ABA joins Clooney Foundation for Justice and Columbia Law School to launch TrialWatch initiative

The American Bar Association recently launched TrialWatch along with its partners, the Clooney Foundation for Justice (CFJ), Microsoft Corporation, Columbia Law School, and the United Nations Office of the High Commissioner for Human Rights (OHCHR).

TrialWatch is an initiative to monitor and respond to trials around the world that pose a high risk of human rights violations. It aims to be the first comprehensive global program scrutinizing criminal trials of journalists, human rights defenders, and members of marginalized communities, including LGBTQ persons, women and girls, and religious minorities. The official rollout event Thursday at Columbia Law School featured CFJ Co-Presidents George and Amal Clooney, ABA President Bob Carlson, Brad Smith, president of Microsoft, Lee C. Bollinger, president of Columbia University, and Zeid Ra’ad al-Hussein, former United Nations High Commissioner for Human Rights for a panel discussion introducing TrialWatch.

The ABA Center for Human Rights (CHR) received a grant from CFJ to help implement the TrialWatch program because it has an established track record of successful trial monitoring and fair trial expertise.

“The American Bar Association Center for Human Rights has observed trials and provided pro bono assistance to vulnerable human rights defenders in 65 countries,’ Carlson said. “As threats against civil society and justice sector personnel are on the rise, the Clooney Foundation for Justice’s impressive commitment to increasing transparency and accountability in courtrooms around the world could not be more timely.”

As part of its Justice Defenders Program, CHR has monitored dozens of trials against human rights defenders, in countries in every region of the world, including Angola, Bangladesh, Bulgaria, Cambodia, Cameroon, Colombia, Guatemala, Iraq, Kenya, Malaysia, Morocco, Nigeria, Saudi Arabia, Swaziland, Turkey, and Venezuela.

TrialWatch will significantly expand the scope and level of monitoring CHR undertakes and bring new cutting-edge technology methods to trial monitoring. We will be able to track cases around the globe that present a significant risk of injustice, including cases against journalists, human rights defenders, political opponents, and marginalized communities.

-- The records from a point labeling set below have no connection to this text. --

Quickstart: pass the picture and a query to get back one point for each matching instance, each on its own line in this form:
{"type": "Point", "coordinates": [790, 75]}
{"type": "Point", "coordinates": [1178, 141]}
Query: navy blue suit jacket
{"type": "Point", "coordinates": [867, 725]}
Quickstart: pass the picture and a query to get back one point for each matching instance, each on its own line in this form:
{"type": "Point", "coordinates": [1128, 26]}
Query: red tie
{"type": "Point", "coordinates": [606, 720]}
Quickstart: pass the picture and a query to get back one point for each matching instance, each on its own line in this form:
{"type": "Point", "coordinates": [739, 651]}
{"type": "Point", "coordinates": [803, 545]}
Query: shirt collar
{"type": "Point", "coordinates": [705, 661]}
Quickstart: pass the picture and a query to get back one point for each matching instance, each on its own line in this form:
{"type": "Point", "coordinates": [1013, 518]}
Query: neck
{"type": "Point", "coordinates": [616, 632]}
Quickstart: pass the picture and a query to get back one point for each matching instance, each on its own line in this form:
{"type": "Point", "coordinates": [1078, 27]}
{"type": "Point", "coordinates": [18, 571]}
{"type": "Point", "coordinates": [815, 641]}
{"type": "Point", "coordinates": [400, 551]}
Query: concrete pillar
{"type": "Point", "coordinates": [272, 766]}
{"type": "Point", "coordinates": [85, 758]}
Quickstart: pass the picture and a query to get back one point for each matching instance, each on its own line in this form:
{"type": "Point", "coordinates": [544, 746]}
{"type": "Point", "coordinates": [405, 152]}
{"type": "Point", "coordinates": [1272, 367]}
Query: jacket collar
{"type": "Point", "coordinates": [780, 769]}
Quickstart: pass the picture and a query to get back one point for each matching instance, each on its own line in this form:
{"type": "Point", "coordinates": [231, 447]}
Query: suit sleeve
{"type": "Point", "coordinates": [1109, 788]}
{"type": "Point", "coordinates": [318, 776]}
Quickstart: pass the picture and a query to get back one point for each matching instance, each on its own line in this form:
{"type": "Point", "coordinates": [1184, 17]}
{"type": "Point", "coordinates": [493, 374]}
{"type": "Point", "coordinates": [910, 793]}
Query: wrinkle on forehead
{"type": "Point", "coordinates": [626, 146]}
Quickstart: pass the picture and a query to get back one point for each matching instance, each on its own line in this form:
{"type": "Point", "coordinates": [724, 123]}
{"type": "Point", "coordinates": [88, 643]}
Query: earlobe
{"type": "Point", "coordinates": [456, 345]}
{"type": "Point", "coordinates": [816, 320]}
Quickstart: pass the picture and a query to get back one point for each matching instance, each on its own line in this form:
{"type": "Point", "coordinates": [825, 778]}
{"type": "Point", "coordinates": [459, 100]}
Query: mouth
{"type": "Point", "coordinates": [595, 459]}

Accessible online training and an app will democratize who monitors proceedings by standardizing trial monitoring data to allow meaningful comparison and advocacy as well as placing the tools for observation in the hands of affected communities.

“Courts around the world are increasingly being used to silence dissidents and target the vulnerable. But so far there has been no systematic response to this” said Amal Clooney.  “The Clooney Foundation for Justice’s TrialWatch program is a global initiative to monitor trials, expose abuses, and advocate for victims, so that injustice can be addressed, one case at a time.”

The ABA welcomes applications and references from all individuals over 18 with high character and an interest in monitoring. You can be a lawyer, a journalist, a human rights defender, a student, a translator, or any other profession as long as you are committed to the rigorous process of trial monitoring.